Formen idealer Partnerschaft
Eine Folge der Betonung auf der Beziehungsqualität ist das Verständnis der Familie als einer emotional geprägten Intimgemeinschaft. Aber nicht einer Gemeinschaft, die sich nach aussen abschliesst. Der Kontakt zu einem engeren familiären Umfeld, insbesondere zu Freunden, ist für die Lebensqualität von Paaren und Familien ebenso wichtig wie die Beziehungsqualität innerhalb der Familie, wie Höpflinger mit Studien belegt. Denn eine zu enge Paarbindung wird als problematisch gesehen.
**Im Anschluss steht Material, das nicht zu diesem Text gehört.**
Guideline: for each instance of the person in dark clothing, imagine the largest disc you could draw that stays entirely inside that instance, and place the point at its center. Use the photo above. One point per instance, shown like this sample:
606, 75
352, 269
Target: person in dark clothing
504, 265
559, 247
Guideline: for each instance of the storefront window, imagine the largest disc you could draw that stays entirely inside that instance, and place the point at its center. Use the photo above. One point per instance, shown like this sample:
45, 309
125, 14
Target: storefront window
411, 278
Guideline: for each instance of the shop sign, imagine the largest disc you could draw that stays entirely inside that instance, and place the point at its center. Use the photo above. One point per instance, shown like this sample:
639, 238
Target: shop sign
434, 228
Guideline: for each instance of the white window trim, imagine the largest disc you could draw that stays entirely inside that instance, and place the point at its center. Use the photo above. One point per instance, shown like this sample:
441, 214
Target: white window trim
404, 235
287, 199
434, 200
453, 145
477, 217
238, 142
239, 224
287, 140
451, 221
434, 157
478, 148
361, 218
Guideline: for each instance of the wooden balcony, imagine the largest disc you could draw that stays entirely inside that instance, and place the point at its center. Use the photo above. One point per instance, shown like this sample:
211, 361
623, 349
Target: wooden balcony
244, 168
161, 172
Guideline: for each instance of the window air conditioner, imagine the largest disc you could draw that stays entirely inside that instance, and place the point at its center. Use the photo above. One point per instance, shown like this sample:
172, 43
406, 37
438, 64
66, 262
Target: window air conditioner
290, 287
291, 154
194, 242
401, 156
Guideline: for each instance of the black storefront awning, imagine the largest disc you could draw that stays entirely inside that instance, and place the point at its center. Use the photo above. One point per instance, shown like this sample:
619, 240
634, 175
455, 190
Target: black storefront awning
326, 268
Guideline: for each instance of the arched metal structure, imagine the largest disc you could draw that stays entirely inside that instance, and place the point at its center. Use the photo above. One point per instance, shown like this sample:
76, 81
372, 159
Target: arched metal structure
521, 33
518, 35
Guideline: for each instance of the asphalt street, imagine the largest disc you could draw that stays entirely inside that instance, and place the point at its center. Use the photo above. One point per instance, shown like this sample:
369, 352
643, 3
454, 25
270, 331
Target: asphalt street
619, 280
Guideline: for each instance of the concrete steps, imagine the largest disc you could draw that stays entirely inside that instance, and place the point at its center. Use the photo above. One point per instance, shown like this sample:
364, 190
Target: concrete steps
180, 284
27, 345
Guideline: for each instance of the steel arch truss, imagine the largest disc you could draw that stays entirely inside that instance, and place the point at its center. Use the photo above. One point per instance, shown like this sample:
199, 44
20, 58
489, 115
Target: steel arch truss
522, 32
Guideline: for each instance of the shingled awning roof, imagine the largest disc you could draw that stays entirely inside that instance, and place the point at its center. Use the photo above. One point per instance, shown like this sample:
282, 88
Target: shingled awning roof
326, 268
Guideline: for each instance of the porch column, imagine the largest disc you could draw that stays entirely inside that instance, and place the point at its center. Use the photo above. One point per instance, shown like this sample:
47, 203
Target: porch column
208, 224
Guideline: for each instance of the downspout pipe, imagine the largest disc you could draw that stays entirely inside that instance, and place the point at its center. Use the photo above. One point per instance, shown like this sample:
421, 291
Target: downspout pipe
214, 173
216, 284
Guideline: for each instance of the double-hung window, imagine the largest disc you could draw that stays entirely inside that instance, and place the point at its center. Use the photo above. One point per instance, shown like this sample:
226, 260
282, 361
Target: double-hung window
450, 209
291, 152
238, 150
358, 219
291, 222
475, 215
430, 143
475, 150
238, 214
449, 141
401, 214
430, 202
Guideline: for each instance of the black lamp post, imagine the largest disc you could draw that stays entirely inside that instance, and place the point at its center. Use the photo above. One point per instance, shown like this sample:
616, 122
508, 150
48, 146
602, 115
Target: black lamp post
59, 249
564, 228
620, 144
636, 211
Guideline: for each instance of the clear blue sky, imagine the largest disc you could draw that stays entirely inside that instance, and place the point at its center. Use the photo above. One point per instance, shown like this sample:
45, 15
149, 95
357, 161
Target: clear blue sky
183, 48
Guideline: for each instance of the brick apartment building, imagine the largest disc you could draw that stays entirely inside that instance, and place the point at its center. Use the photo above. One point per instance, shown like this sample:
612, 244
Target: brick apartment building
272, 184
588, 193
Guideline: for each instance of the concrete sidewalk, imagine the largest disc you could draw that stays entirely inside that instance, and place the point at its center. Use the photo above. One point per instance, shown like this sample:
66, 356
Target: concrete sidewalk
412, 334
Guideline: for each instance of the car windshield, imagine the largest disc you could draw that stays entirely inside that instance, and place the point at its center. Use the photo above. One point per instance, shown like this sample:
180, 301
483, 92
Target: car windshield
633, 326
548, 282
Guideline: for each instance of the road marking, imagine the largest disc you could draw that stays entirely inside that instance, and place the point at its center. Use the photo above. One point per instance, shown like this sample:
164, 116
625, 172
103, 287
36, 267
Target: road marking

Dennoch werden hohe Erwartungen an die Partnerschaft gestellt.
Zu einer „idealen Partnerschaft“ gehören heute laut einer Studie der Konrad Adenauer Stiftung von 2014 „Exklusivität, Vertrauen, Dauerhaftigkeit, Liebe, Treue, Offenheit und Aufrichtigkeit sowie wechselseitige verlässliche emotionale, praktische und materielle Unterstützung“. Parallel dazu gibt es die Entwicklung vom „Fusionspaar“ zum „Assotiationspaar“. Dieses strebt eine teilweise Autonomie und Unabhängigkeit voneinander an. Beide bleiben eigenständige Subjekte mit eigenen Bedürfnissen, was sich zum Beispiel im voneinander unabhängigen Wohnen – oft über grosse Distanzen hinweg – äussert. „Doch nach wie vor ist die Ehe ein Standard, an dem sich Menschen in ihrer Lebensplanung orientieren“, stellen die Verfasser der Konrad Adenauer Studie „Familienbilder in Deutschland“ fest.
In der Gestaltung der Familie, insbesondere der Erziehung, sind die Paare partnerschaftlicher geworden. Der Erziehungsstil der Väter unterscheidet sich oft nicht mehr von demjenigen der Mütter. Es ist weithin selbstverständlich geworden, dass sich Väter an der Erziehung beteiligen und mit den Kindern spielen. Eltern investieren sich stark in ihre Kinder.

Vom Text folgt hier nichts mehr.